Moreover, our research indicates that lumpectomy with radiation is “moderately” cost-effective compared with lumpectomy without follow-up radiation therapy. Nevertheless, to comprehensively evaluate the economic impacts, we suggest a detailed budget impact analysis that factors in the prevalence of in situ breast cancer in Sweden.

The insights gained from this study have implications for future research and decision-making. First, this study is one of the first to compare the cost-effectiveness of surgical methods for in situ breast cancer in Sweden; further research should be facilitated to build more reliable parameters for the model. Based on the limitations and uncertainties of this study, future trials should be conducted to determine the necessary parameters for the model.

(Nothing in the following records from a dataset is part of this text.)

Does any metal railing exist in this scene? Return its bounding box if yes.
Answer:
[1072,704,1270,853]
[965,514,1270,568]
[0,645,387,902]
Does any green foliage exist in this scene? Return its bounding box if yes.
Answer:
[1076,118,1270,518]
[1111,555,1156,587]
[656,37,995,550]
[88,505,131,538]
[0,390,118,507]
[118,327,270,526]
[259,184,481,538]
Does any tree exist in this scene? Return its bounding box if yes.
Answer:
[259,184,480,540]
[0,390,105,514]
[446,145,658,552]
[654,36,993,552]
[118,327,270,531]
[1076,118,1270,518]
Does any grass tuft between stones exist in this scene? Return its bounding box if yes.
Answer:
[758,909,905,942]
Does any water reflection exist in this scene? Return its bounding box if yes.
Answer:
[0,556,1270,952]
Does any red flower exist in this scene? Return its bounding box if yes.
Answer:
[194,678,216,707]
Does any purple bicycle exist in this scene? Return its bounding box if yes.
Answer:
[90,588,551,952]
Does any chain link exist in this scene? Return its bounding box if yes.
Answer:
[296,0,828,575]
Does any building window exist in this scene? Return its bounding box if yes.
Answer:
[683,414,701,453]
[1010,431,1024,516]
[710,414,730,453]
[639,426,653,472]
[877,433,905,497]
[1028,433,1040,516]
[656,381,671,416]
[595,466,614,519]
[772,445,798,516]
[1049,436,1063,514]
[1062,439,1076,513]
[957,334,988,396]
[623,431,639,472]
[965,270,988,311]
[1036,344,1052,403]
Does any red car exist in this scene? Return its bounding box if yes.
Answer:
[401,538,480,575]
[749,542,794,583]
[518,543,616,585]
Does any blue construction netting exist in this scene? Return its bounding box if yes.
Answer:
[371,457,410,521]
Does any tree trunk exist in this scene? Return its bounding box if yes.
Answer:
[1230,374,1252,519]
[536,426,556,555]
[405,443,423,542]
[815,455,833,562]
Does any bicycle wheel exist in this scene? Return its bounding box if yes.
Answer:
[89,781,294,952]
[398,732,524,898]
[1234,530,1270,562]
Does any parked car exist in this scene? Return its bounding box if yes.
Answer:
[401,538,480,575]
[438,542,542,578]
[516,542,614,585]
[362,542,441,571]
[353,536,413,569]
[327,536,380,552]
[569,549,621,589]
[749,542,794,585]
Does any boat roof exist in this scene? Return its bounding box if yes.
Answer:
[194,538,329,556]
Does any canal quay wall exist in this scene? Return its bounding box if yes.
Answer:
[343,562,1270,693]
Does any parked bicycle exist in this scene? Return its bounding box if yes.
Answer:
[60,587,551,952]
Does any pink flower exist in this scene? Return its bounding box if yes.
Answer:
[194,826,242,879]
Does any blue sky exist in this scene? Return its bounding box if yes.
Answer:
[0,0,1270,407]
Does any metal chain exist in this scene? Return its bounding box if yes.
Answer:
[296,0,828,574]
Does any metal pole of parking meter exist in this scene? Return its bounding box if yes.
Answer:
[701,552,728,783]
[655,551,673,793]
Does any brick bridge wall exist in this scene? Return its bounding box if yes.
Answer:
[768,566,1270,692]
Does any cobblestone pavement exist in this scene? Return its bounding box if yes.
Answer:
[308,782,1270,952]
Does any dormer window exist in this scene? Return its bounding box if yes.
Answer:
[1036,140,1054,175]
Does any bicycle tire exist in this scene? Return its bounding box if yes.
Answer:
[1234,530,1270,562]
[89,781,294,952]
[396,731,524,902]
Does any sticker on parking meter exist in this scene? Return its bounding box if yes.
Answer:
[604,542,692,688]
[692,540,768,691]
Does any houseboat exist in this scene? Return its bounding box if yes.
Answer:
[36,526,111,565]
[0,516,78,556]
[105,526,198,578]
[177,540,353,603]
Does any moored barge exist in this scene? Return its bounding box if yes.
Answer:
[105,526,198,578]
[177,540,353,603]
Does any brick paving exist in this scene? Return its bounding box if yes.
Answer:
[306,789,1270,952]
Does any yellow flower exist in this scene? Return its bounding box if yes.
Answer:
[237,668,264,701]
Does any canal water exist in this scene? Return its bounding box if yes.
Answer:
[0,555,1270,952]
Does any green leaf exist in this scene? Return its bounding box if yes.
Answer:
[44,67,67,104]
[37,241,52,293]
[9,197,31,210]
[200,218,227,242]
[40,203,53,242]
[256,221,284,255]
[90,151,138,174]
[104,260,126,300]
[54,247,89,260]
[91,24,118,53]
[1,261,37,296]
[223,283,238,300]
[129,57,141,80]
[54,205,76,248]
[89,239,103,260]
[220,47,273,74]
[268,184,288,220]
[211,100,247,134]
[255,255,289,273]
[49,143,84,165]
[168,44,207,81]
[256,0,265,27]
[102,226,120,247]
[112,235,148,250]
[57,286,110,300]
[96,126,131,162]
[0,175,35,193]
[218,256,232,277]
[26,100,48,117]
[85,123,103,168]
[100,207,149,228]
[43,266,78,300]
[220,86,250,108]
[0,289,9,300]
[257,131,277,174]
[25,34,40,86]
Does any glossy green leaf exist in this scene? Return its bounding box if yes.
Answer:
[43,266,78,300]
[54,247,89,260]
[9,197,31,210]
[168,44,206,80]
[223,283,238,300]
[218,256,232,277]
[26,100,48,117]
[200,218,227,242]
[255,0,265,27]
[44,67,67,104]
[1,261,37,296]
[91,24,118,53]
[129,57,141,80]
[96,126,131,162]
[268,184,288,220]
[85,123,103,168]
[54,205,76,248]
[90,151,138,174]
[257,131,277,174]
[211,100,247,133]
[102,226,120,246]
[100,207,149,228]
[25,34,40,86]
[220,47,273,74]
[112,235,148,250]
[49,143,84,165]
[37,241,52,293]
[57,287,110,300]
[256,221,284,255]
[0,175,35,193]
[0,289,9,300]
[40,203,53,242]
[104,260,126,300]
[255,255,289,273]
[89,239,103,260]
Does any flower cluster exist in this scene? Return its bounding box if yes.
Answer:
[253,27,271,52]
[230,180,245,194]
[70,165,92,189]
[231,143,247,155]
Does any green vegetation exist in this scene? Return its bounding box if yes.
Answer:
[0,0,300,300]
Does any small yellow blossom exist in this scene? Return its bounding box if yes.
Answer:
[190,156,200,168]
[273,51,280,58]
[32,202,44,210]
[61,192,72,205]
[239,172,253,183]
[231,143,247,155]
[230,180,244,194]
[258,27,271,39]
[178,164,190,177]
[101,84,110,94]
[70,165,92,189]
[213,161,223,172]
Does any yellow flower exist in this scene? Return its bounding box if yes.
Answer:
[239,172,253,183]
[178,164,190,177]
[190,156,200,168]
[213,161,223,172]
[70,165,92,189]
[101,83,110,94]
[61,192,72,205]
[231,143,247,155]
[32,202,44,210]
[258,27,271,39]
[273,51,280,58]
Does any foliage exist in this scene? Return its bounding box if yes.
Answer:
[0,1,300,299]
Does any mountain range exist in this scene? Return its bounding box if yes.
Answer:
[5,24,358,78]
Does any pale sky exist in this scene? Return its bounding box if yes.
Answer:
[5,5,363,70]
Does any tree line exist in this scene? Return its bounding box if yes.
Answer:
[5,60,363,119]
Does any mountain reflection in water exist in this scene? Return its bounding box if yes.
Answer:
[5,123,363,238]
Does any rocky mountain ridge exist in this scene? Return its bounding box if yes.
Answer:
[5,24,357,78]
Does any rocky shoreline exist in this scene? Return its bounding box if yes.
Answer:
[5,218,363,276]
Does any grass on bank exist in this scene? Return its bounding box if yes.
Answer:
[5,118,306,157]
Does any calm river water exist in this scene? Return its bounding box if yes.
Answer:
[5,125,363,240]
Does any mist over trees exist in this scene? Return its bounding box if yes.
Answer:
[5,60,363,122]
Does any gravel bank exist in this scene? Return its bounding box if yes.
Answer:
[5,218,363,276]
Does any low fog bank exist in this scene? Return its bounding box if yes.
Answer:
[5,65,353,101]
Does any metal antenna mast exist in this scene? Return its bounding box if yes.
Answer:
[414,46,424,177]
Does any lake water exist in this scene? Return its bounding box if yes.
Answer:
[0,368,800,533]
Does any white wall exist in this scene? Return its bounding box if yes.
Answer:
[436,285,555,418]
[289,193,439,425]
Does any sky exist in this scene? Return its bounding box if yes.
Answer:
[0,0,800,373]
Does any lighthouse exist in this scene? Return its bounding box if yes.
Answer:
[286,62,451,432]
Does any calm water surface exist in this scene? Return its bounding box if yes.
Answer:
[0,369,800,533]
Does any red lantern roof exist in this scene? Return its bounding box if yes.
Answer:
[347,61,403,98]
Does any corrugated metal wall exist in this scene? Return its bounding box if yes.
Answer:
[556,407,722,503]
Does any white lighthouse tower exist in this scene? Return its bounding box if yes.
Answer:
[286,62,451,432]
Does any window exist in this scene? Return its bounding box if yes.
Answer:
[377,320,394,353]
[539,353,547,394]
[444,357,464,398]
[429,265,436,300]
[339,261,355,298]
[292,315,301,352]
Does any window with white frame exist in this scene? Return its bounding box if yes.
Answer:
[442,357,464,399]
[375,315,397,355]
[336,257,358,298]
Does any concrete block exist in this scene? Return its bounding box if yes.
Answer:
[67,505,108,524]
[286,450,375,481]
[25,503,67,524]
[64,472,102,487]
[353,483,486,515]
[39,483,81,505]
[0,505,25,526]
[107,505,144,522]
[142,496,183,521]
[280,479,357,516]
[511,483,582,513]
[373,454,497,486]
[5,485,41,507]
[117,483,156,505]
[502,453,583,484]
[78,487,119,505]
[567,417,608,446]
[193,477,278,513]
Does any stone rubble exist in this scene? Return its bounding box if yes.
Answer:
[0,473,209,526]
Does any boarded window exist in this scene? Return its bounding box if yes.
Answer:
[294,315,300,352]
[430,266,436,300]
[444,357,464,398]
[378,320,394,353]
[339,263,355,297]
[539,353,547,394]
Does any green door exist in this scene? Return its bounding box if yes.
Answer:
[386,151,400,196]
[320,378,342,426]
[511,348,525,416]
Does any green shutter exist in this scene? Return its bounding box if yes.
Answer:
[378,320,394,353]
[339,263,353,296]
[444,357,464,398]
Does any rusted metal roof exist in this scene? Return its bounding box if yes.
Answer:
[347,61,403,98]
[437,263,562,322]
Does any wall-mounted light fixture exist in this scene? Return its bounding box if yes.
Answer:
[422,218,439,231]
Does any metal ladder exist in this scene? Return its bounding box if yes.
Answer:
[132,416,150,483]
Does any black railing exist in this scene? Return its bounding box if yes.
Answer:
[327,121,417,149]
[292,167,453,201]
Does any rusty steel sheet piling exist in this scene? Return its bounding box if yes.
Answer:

Second, future studies should be conducted in different contexts to derive more precise results, thus guiding the selection of the most appropriate treatment option within a specific context. We believe that the results of this study will contribute to the decision-making process considering lumpectomy with irradiation in in situ breast cancer treatment, especially where mastectomy is still the most common surgical method.

Finally, from our standpoint, health economic assessments remain crucial not only for new health technologies and treatments, but also for reassessing existing ones to evaluate whether they are worthy of continuation or if better alternatives are available. This consideration is especially pertinent given the variations in the context.